By Andy Smith
Press & Public Relations Officer, Campaign for an Independent Britain
On Britain’s relationship with the European Union, says Rod Liddle, former editor of the Today Programme on Radio 4, “The BBC is undoubtedly institutionally biased.” Liddle is one of a growing number of current and former BBC staff who have admitted that the Corporation has its own political agenda. Europe is not the only subject on which Britain’s official Public Service Broadcaster suppresses alternative viewpoints. Regarding “the other side of the story” on climate change, TV presenter Peter Sissons recently claimed that “It is effectively BBC policy … that those views should not be heard.”
There is a common misconception that Britain has a free, pluralistic and diverse media, and that the wide variety of political opinions expressed by columnists in the national daily and Sunday papers – including Eurosceptics such as Christopher Booker, Peter Hitchens and Simon Heffer – highlights this diversity. But while columnists like these undoubtedly provide a range of refreshing alternative viewpoints, including scepticism about the EU and climate change, they are not typical. Most newspaper editors and senior journalists are, like their opposite numbers in the broadcasting world, unashamedly pro-European and dismissive of Eurosceptic opinions.
The British press is far from diverse. Editors and senior journalists, including the lobby correspondents who report from Westminster, are guilty of “groupthink”. While a few columnists are willing to challenge the Establishment consensus on Europe, those in charge of the nation’s daily and Sunday newspapers, TV and radio stations, and leading press agencies, are not. The view that we are in the EU forever, and only extremists and cranks believe otherwise, is so deeply ingrained in the higher echelons of the British media that any organisation or individual calling for the UK to withdraw from the European Union is automatically written off as “beyond the pale”. This is the challenge that the Campaign for an Independent Britain faces on a daily basis.
In my role as Press & Public Relations Officer for the CIB, I am in regular contact with journalists and broadcasters, and try to provide them with a steady flow of news and comment from an anti-EU perspective. They listen to what I have to say, they take notes, and they sometimes even call me back later for more information. Very occasionally, they manage to persuade their editors to let them squeeze a quote from me, and a name-check for CIB, into their reports. But hardly ever will they publicise CIB’s call for Britain to leave the EU. Quite simply, we are seen as a useful source of information about Europe but our uncompromising withdrawalist policy makes us “too extreme”.
No newspaper, not even the broadly Eurosceptic Daily Express, the most maverick (and in some ways the most patriotic) of the national dailies, has been willing to promote the CIB or align itself publicly with our cause. That is why we have had to produce our own tabloid newspaper – Free Britain – and why we concentrate most of our PR efforts on the regional and local press which is less susceptible to the “groupthink” of the national media. We are also focusing much more attention on the web. In addition to our own site, www.eurosceptic.org.uk, and our blog site, we post news and information on numerous other websites and online magazines, and endeavour to secure online coverage wherever and whenever we can.
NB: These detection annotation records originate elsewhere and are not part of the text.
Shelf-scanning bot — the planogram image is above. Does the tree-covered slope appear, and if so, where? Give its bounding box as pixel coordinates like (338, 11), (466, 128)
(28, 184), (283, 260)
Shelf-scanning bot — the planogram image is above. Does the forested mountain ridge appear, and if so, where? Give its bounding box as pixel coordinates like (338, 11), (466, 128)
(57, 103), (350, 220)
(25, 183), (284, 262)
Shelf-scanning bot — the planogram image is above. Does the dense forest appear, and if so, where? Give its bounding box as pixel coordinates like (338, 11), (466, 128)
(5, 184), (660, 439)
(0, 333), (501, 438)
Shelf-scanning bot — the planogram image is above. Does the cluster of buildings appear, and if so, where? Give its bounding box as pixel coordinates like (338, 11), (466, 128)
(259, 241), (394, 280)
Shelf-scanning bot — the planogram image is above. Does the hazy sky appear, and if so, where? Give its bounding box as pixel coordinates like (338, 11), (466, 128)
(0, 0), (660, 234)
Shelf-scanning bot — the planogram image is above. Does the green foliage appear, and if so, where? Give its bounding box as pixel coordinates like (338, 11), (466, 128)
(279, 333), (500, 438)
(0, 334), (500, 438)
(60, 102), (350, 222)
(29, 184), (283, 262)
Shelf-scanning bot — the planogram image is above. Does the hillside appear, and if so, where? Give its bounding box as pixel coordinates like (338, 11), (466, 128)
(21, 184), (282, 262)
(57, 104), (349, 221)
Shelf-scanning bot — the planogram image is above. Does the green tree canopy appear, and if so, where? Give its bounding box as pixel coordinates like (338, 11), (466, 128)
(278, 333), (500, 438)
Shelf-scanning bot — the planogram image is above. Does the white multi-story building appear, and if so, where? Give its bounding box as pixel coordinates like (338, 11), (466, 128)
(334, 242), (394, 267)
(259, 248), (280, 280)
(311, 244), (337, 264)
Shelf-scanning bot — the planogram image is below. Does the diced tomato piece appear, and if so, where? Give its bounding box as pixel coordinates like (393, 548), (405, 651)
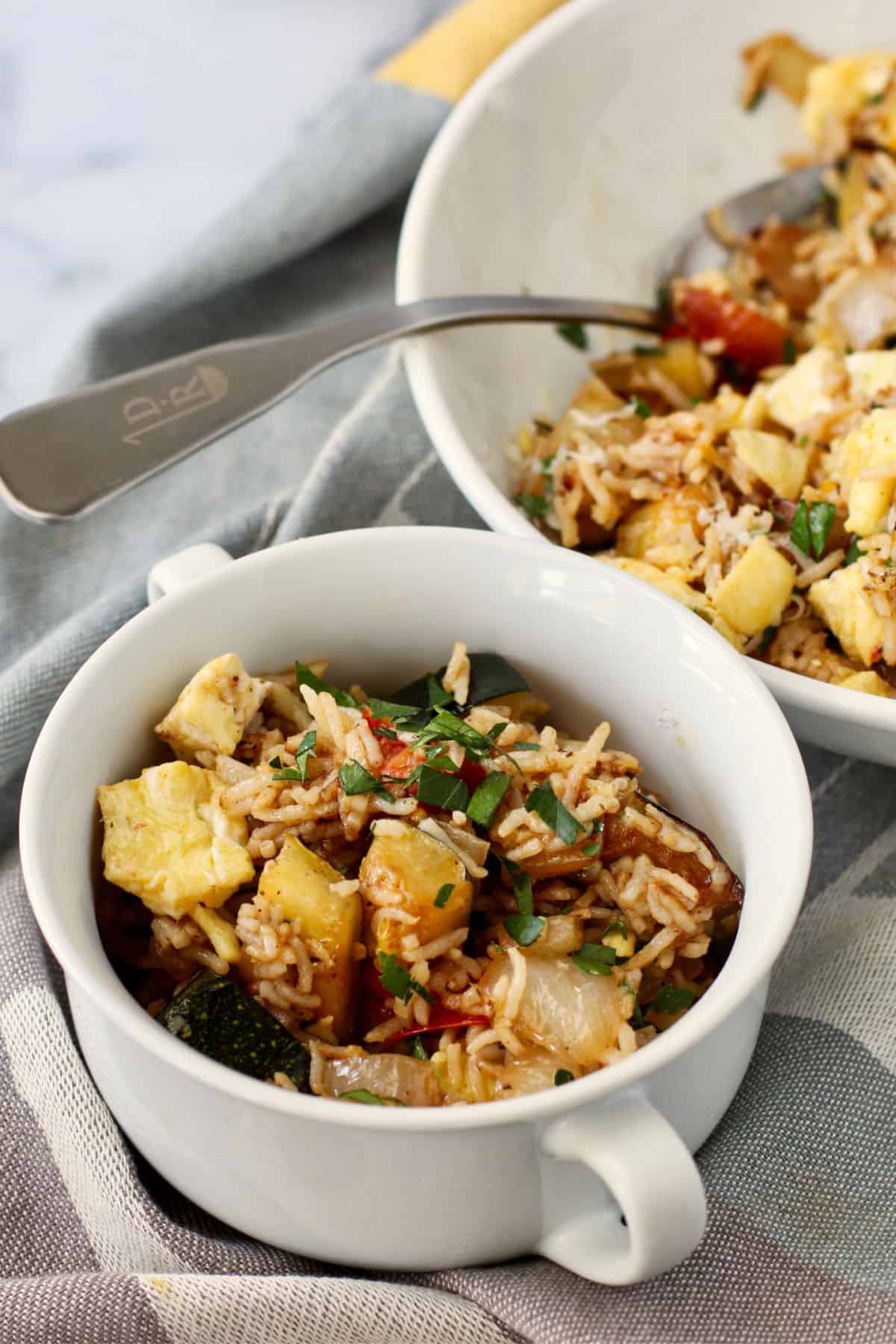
(385, 1000), (489, 1045)
(676, 285), (787, 368)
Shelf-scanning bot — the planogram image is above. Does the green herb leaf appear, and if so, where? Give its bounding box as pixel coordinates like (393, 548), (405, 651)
(504, 915), (547, 948)
(572, 942), (617, 976)
(338, 761), (389, 798)
(756, 625), (778, 657)
(501, 859), (532, 915)
(809, 500), (837, 561)
(466, 770), (511, 827)
(525, 780), (585, 844)
(553, 323), (588, 349)
(378, 951), (432, 1004)
(432, 882), (454, 910)
(367, 695), (420, 723)
(270, 729), (317, 783)
(622, 980), (644, 1031)
(790, 500), (812, 555)
(296, 662), (360, 709)
(650, 985), (694, 1013)
(417, 765), (470, 812)
(338, 1087), (405, 1106)
(582, 817), (603, 859)
(844, 536), (868, 568)
(513, 491), (551, 517)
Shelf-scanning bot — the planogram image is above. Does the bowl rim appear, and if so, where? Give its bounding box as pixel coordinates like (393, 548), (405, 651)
(395, 0), (896, 734)
(20, 527), (812, 1132)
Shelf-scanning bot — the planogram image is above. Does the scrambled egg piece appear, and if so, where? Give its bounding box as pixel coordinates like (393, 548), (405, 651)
(599, 555), (744, 650)
(97, 761), (255, 919)
(837, 672), (893, 699)
(765, 346), (845, 430)
(156, 653), (269, 761)
(846, 349), (896, 402)
(800, 51), (896, 149)
(712, 536), (795, 635)
(729, 429), (809, 500)
(809, 564), (884, 667)
(836, 408), (896, 536)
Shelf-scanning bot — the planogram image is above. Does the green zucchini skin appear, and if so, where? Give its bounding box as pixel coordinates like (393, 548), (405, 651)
(156, 971), (311, 1092)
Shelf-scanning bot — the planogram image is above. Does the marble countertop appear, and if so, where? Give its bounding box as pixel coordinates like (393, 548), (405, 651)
(0, 0), (450, 413)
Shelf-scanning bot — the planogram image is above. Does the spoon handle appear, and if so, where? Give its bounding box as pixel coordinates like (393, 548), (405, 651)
(0, 294), (659, 523)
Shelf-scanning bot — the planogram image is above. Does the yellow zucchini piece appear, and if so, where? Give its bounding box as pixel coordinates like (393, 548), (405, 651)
(258, 836), (361, 1042)
(839, 407), (896, 536)
(809, 563), (884, 667)
(97, 761), (255, 919)
(156, 653), (267, 761)
(765, 346), (846, 432)
(712, 536), (795, 637)
(729, 429), (809, 500)
(358, 818), (473, 953)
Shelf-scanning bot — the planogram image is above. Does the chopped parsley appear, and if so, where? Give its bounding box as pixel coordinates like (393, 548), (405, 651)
(378, 951), (432, 1004)
(501, 859), (532, 915)
(582, 817), (603, 859)
(432, 882), (454, 910)
(504, 915), (547, 948)
(572, 942), (617, 976)
(650, 985), (694, 1013)
(513, 491), (551, 517)
(338, 1087), (405, 1106)
(844, 536), (868, 568)
(790, 500), (852, 563)
(417, 762), (470, 812)
(338, 761), (389, 798)
(269, 729), (317, 783)
(525, 780), (585, 844)
(466, 770), (511, 827)
(553, 323), (588, 349)
(296, 662), (360, 709)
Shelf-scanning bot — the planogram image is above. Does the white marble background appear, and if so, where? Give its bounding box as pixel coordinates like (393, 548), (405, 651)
(0, 0), (450, 413)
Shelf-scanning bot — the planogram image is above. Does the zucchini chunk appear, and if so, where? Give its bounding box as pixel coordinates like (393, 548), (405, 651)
(258, 836), (361, 1040)
(358, 818), (473, 953)
(156, 971), (311, 1092)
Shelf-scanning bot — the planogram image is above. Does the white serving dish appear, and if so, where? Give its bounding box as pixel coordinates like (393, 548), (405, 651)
(20, 527), (812, 1284)
(398, 0), (896, 765)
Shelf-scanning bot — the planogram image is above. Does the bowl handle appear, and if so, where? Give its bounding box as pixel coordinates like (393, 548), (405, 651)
(146, 541), (234, 603)
(538, 1092), (706, 1284)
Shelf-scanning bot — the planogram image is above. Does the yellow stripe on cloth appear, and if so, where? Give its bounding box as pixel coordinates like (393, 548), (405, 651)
(376, 0), (563, 102)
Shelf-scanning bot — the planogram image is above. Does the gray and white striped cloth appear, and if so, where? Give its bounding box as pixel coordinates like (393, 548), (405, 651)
(0, 31), (896, 1344)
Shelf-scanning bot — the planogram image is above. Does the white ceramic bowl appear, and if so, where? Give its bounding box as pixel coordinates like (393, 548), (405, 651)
(398, 0), (896, 765)
(22, 528), (812, 1282)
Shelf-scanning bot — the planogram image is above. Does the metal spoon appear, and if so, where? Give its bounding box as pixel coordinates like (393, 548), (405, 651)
(0, 168), (821, 523)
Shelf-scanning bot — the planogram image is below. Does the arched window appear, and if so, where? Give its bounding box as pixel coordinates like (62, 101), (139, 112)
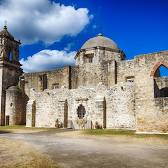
(77, 104), (86, 119)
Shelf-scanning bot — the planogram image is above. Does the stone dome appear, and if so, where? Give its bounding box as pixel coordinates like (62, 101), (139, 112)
(81, 34), (118, 50)
(0, 26), (14, 39)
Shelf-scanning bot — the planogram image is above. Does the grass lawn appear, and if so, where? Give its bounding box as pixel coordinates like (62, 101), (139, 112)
(0, 138), (59, 168)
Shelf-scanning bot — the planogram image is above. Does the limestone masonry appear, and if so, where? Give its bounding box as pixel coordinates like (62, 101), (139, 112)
(0, 26), (168, 132)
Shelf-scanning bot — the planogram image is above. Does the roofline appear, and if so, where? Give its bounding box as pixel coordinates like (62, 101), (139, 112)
(75, 46), (125, 59)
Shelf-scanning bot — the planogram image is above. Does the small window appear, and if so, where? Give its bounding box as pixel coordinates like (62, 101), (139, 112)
(126, 76), (134, 83)
(39, 74), (48, 91)
(84, 54), (94, 63)
(52, 83), (59, 89)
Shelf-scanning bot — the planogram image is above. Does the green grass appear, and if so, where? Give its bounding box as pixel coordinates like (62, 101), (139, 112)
(82, 129), (168, 140)
(0, 125), (26, 130)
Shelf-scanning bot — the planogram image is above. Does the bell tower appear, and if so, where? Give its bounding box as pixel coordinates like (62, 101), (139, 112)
(0, 25), (22, 125)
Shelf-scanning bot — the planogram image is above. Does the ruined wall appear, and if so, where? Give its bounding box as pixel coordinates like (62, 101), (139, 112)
(135, 51), (168, 132)
(26, 84), (135, 129)
(24, 67), (70, 96)
(5, 86), (27, 125)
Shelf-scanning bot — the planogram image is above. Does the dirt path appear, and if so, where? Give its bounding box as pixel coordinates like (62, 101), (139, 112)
(0, 130), (168, 168)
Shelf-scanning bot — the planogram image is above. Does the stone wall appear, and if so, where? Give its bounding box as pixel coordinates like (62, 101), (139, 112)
(135, 52), (168, 132)
(5, 86), (27, 125)
(26, 84), (135, 129)
(24, 67), (70, 96)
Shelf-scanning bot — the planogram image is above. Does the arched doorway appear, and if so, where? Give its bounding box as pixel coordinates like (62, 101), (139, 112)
(64, 100), (68, 128)
(77, 104), (86, 119)
(103, 97), (106, 128)
(151, 62), (168, 98)
(32, 101), (36, 127)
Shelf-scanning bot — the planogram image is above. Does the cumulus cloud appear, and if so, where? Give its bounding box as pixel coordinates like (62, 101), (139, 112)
(20, 50), (76, 72)
(0, 0), (92, 44)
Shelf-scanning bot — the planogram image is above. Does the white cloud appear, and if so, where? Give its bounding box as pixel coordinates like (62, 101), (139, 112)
(0, 0), (92, 44)
(20, 50), (76, 72)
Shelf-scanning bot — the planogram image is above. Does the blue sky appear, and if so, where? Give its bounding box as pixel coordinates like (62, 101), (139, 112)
(0, 0), (168, 73)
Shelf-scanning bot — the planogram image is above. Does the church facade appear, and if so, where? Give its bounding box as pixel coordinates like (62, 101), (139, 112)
(0, 27), (168, 133)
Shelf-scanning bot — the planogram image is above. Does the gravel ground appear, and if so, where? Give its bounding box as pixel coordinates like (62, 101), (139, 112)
(0, 130), (168, 168)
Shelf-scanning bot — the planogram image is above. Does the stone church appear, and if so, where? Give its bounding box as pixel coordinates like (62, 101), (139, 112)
(0, 26), (168, 132)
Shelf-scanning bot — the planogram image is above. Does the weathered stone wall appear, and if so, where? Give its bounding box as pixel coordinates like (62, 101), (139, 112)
(26, 84), (135, 129)
(134, 52), (168, 132)
(5, 86), (27, 125)
(24, 67), (70, 96)
(116, 60), (135, 83)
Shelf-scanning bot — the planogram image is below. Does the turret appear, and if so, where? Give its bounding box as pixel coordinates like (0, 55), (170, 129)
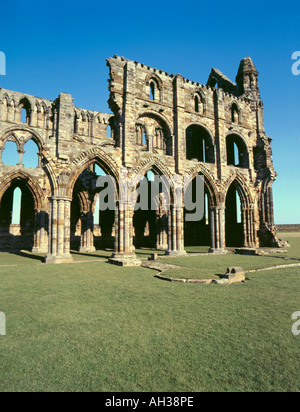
(236, 57), (259, 98)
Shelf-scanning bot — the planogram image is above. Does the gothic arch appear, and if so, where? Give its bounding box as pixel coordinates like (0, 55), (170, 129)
(146, 73), (163, 91)
(135, 110), (172, 136)
(0, 171), (46, 211)
(66, 148), (119, 197)
(128, 157), (174, 193)
(0, 125), (44, 152)
(0, 132), (22, 151)
(222, 173), (254, 209)
(185, 165), (219, 207)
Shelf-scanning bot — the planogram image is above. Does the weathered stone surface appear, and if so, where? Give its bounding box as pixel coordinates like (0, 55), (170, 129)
(0, 56), (282, 264)
(224, 267), (246, 284)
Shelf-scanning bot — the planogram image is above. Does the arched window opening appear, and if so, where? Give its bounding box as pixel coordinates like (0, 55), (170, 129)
(74, 114), (78, 134)
(150, 81), (156, 100)
(133, 170), (169, 250)
(226, 134), (249, 169)
(186, 125), (215, 163)
(225, 184), (244, 247)
(20, 98), (31, 125)
(231, 104), (240, 123)
(195, 95), (199, 113)
(71, 162), (115, 253)
(23, 140), (39, 169)
(184, 179), (214, 248)
(2, 142), (19, 166)
(106, 125), (112, 139)
(11, 187), (22, 225)
(21, 109), (28, 124)
(142, 132), (147, 146)
(0, 180), (38, 251)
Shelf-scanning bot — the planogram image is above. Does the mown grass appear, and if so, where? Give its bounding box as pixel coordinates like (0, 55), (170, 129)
(160, 233), (300, 279)
(0, 235), (300, 392)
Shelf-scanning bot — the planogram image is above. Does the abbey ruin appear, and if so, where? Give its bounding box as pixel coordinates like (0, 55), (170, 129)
(0, 56), (281, 265)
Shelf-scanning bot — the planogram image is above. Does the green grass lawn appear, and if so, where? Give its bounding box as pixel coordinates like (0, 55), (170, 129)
(0, 238), (300, 392)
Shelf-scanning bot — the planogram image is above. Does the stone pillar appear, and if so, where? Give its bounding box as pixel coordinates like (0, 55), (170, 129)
(46, 196), (73, 263)
(80, 211), (96, 253)
(210, 206), (226, 254)
(32, 210), (48, 254)
(156, 210), (168, 250)
(243, 206), (257, 248)
(17, 149), (25, 166)
(109, 202), (142, 266)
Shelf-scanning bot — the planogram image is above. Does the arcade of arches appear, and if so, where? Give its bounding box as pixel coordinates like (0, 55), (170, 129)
(0, 56), (282, 266)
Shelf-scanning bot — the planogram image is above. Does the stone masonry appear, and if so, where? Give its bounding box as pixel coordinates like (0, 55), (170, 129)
(0, 56), (281, 265)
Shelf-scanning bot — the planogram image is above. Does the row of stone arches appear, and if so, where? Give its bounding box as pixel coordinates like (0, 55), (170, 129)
(0, 94), (52, 129)
(134, 113), (250, 169)
(0, 152), (256, 261)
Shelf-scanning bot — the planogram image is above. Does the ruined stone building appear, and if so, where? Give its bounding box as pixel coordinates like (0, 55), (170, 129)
(0, 56), (280, 263)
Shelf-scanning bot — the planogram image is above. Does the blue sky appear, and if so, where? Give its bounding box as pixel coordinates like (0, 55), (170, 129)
(0, 0), (300, 223)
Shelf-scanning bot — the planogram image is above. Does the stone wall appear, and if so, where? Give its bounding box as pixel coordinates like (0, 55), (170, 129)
(0, 56), (278, 263)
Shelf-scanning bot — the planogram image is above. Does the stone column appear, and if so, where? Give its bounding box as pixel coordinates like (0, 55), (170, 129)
(210, 206), (226, 254)
(46, 196), (73, 263)
(32, 210), (48, 254)
(80, 211), (96, 253)
(156, 210), (168, 250)
(109, 202), (142, 266)
(166, 205), (186, 256)
(17, 149), (25, 166)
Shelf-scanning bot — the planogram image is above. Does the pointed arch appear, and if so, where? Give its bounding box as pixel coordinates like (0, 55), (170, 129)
(0, 171), (46, 211)
(66, 148), (120, 198)
(222, 173), (254, 208)
(128, 157), (174, 193)
(185, 165), (220, 207)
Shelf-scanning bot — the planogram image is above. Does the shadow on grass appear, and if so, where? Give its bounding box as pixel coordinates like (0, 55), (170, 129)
(71, 249), (113, 259)
(7, 250), (46, 263)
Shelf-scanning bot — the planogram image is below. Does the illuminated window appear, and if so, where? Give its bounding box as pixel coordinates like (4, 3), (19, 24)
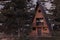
(43, 27), (47, 30)
(32, 27), (36, 30)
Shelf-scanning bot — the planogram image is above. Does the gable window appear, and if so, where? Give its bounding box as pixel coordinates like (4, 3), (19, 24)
(36, 18), (44, 26)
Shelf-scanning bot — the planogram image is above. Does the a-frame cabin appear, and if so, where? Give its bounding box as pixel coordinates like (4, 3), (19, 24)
(30, 3), (51, 37)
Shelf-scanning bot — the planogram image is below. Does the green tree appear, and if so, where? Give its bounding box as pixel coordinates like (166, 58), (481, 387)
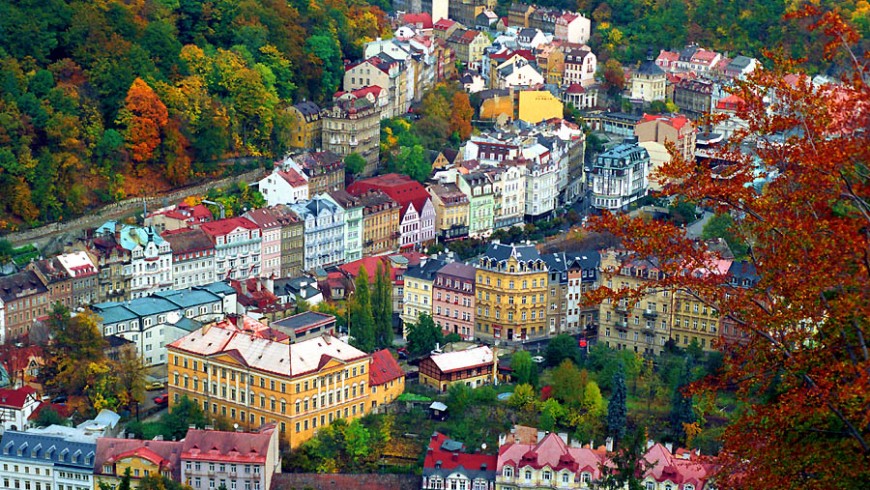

We will of course continue to fight to get our message across in the “mainstream” national media. But until the Great British Public wakes up to the true extent of media bias and control, and starts to challenge the pro-EU mindset of those in senior editorial positions in Britain’s newspapers and broadcasting organisations, CIB will be fighting an uphill battle.
Help us challenge the media consensus on Europe. Write to the editor of your daily or Sunday paper and urge them to give a fair hearing to anti-EU opinions. Write to the Director-General of the BBC and to the Head of News & Current Affairs demanding that the Corporation upholds its Royal Charter commitment to “due impartiality” and that it airs “all significant viewpoints” including that of CIB, Britain’s leading cross-party Eurosceptic organisation.
2 comments:
Are you surprised that the BBC is soft on Europa? It got a £141m or €141m as a soft loan from the EU, which will never be repaid.
The current closed shop in the media ( to the contrary EU view) can be traced back to 1972, with the 'Jack di Manio ' affair.
Di Manio was then a Radio 2 host. However no doubt thinking that he/we lived in a democracy,thought it ok to air contrary views ,from the official Govt Common Market hymm sheet.
Shortly after, he disappeared off the air.
One can assume no recruit to the 'current affairs media' today, is unaware of this.
Hence the contrary view will not get aired until those presently at the top are changed.
This can only happen with a favourable eurosceptic result at a General Election.